Nov 14, 2004, 7:04:39 AM11/14/04

to Dan Sugalski, perl6-i...@perl.org

Thursday, November 11, 2004, 5:42:29 PM, Dan Sugalski wrote:
> Or something like that.

[snip]

FWIW, I really like the idea.

Will there be a data type for "characters," or are those just strings
with a single grapheme?

As a side note, the Java people decided for UTF-16 Unicode "char"s,
and some good time getting Supplementary Characters (> U+FFFF) to
work.
http://java.sun.com/developer/technicalArticles/Intl/Supplementary/

Ron

Dan Sugalski

unread,

Nov 14, 2004, 4:41:41 PM11/14/04

to Ron Blaschke, perl6-i...@perl.org, Ron Blaschke

At 1:04 PM +0100 11/14/04, Ron Blaschke wrote:
>Thursday, November 11, 2004, 5:42:29 PM, Dan Sugalski wrote:
>> Or something like that.
>
>[snip]
>
>FWIW, I really like the idea.
>
>Will there be a data type for "characters," or are those just strings
>with a single grapheme?

Strings with a single grapheme. "Characters" can be multiple code
points, so it's the only way to do it properly.

There is direct code point access, and those are 32-bit unsigned
ints. We're going to frown on most uses of those, since it's a good
way to find yourself behaving really badly in a number of cases.

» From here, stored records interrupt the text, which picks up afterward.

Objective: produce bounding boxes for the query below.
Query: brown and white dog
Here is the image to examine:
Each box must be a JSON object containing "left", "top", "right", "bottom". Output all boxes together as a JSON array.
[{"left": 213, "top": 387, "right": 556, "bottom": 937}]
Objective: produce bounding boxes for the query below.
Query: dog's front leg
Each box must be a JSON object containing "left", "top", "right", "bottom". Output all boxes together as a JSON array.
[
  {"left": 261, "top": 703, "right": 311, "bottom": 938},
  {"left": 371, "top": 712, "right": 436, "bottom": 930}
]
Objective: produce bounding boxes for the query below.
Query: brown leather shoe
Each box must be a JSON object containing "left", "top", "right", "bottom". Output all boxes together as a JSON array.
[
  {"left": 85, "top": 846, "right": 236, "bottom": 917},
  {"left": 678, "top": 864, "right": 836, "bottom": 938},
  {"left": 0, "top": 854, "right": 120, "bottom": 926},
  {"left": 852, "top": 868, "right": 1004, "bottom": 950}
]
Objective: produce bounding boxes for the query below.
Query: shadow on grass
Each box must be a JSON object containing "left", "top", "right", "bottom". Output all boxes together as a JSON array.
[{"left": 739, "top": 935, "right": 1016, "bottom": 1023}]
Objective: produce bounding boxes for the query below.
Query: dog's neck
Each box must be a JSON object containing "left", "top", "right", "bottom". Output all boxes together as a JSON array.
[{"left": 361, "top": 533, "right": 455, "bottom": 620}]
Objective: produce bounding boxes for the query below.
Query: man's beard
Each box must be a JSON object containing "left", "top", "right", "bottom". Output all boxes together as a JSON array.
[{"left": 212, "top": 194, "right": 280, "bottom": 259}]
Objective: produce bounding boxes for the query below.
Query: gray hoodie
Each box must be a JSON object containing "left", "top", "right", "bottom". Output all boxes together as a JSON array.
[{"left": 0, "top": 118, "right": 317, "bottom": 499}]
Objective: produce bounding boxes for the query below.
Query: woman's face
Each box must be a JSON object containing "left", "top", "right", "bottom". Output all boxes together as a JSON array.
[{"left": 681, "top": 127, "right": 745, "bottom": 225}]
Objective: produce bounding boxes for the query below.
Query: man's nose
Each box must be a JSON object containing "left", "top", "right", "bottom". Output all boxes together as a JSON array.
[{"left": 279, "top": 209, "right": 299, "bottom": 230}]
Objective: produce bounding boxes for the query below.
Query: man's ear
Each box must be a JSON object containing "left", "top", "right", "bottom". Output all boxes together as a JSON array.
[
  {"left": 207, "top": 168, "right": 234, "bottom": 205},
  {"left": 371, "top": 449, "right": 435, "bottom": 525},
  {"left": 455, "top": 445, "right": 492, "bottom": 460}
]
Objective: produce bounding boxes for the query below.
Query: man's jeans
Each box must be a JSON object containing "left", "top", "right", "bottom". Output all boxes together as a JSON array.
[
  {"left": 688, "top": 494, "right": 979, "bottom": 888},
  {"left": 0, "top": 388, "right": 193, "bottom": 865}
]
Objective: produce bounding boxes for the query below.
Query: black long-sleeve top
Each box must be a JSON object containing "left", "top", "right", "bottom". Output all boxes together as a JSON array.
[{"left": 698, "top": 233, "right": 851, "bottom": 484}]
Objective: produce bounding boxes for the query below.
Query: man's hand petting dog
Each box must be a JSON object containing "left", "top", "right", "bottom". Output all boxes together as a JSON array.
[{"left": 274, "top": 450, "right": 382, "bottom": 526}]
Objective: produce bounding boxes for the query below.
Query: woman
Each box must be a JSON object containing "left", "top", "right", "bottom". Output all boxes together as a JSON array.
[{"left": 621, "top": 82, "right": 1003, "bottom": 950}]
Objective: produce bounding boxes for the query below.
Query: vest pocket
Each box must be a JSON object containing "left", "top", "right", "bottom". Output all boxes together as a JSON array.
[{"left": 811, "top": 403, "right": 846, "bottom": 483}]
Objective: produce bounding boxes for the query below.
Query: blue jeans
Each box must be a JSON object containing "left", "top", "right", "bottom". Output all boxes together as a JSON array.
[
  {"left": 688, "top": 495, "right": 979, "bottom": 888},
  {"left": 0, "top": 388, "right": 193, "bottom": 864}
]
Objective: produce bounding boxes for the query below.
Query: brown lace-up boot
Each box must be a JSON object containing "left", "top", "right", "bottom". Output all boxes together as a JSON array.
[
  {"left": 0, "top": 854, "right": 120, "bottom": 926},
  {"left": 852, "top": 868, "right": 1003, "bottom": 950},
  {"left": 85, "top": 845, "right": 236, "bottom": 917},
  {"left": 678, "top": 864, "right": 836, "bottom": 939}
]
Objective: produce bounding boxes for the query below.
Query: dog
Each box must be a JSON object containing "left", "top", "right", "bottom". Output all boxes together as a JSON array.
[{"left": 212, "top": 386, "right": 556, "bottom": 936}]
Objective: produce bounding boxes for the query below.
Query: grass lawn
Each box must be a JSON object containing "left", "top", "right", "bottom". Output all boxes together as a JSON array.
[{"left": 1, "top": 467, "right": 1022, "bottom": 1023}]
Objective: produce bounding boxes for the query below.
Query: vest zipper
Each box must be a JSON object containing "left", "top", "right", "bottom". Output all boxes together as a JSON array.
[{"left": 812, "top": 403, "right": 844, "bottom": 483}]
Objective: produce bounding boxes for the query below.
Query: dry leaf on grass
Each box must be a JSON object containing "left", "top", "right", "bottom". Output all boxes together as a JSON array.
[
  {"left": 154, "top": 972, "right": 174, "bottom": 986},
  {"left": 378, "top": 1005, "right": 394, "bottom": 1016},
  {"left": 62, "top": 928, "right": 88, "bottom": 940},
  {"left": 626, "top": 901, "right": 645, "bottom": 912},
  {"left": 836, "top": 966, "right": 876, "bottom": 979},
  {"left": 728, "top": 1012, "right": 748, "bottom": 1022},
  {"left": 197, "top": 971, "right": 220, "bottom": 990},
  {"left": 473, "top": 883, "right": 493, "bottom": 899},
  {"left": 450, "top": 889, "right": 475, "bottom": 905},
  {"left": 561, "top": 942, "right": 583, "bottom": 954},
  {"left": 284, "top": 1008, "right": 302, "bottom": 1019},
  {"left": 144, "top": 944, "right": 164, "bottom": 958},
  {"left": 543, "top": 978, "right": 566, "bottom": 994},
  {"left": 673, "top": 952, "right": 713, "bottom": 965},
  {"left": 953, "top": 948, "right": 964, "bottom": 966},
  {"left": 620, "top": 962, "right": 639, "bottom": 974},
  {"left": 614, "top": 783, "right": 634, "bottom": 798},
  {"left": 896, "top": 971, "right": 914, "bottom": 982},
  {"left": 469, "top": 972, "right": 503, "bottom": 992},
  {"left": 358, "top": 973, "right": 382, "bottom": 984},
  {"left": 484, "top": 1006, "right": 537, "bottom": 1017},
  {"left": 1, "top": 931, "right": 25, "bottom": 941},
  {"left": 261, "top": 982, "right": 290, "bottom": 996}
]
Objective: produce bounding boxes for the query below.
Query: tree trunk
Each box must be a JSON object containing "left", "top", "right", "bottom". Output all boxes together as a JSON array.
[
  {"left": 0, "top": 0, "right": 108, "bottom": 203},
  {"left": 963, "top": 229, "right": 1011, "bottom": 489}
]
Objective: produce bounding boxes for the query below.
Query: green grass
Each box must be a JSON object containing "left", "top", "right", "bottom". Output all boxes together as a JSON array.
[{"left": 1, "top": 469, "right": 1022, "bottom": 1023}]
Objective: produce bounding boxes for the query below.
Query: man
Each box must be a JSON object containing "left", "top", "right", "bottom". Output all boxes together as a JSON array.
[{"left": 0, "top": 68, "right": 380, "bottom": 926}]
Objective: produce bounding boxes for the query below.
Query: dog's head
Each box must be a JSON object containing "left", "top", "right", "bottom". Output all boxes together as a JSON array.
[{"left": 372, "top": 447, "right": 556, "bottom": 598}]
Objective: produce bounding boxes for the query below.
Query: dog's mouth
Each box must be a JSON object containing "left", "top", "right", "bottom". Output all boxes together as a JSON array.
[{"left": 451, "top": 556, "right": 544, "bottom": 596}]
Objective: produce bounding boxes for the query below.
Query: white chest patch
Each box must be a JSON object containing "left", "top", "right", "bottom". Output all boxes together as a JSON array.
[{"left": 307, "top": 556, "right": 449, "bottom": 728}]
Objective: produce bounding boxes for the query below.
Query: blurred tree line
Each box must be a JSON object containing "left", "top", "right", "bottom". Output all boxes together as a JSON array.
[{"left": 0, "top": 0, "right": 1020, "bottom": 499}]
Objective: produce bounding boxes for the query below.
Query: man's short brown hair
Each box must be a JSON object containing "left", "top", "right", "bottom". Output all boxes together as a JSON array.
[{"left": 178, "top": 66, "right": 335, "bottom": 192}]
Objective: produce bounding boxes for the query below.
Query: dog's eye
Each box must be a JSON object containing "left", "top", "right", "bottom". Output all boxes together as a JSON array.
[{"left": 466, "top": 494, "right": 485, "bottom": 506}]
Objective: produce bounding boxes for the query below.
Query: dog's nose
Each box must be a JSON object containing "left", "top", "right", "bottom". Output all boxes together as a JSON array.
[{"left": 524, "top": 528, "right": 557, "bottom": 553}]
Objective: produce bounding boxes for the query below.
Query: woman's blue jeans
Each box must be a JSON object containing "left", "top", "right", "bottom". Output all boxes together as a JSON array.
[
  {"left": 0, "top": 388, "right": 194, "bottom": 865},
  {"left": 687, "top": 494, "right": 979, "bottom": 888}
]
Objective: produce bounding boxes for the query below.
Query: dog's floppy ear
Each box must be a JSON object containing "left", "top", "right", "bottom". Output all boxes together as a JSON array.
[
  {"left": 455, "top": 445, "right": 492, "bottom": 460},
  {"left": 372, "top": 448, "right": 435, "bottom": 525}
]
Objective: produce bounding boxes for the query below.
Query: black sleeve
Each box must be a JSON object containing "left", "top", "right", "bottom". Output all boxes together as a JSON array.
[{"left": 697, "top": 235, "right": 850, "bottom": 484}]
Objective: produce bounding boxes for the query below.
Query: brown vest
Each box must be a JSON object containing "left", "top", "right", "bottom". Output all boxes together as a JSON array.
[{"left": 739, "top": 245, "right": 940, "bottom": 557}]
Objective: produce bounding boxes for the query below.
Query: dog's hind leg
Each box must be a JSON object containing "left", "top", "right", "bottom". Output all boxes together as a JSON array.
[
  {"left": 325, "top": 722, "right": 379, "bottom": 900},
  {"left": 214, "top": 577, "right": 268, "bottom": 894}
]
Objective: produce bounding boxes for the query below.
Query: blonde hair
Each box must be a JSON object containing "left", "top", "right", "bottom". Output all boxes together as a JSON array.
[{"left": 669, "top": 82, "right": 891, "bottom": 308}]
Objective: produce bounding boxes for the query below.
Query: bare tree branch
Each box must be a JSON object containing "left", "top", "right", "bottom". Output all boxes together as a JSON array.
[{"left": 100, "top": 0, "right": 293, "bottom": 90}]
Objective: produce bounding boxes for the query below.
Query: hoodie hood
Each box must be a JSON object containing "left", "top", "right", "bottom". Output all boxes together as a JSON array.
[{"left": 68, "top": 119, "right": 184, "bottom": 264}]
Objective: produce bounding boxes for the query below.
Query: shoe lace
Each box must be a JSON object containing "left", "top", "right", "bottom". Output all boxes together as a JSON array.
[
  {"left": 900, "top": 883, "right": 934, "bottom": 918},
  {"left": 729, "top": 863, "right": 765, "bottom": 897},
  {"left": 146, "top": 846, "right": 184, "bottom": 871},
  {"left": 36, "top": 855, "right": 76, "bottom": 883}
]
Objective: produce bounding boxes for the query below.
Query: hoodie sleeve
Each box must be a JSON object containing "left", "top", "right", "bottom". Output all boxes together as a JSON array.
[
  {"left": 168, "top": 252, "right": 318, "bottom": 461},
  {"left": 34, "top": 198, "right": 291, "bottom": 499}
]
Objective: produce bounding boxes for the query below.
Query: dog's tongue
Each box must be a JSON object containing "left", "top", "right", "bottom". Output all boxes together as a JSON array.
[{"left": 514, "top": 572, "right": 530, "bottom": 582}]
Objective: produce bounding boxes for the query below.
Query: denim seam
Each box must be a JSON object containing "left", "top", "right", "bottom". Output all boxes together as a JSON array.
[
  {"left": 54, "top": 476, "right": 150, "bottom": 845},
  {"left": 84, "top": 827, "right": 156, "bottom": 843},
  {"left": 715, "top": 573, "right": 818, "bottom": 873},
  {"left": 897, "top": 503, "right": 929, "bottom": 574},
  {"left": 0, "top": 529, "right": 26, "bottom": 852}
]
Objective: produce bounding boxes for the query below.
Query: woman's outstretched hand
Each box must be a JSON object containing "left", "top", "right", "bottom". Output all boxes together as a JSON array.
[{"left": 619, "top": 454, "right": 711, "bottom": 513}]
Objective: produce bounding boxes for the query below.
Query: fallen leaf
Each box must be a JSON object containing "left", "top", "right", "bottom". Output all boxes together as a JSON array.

Luckily Leo's last name'll make sure that we at least manage it
properly in parrot. :)

>As a side note, the Java people decided for UTF-16 Unicode "char"s,
>and some good time getting Supplementary Characters (> U+FFFF) to
>work.
>http://java.sun.com/developer/technicalArticles/Intl/Supplementary/

Yeah, that was something I didn't want to deal with. Unicode's got
the largest range of code points, and it says 32 bits are enough. If
it goes 64-bit at some point, well... Hopefully I'll be long-retired
and not caring any more. :)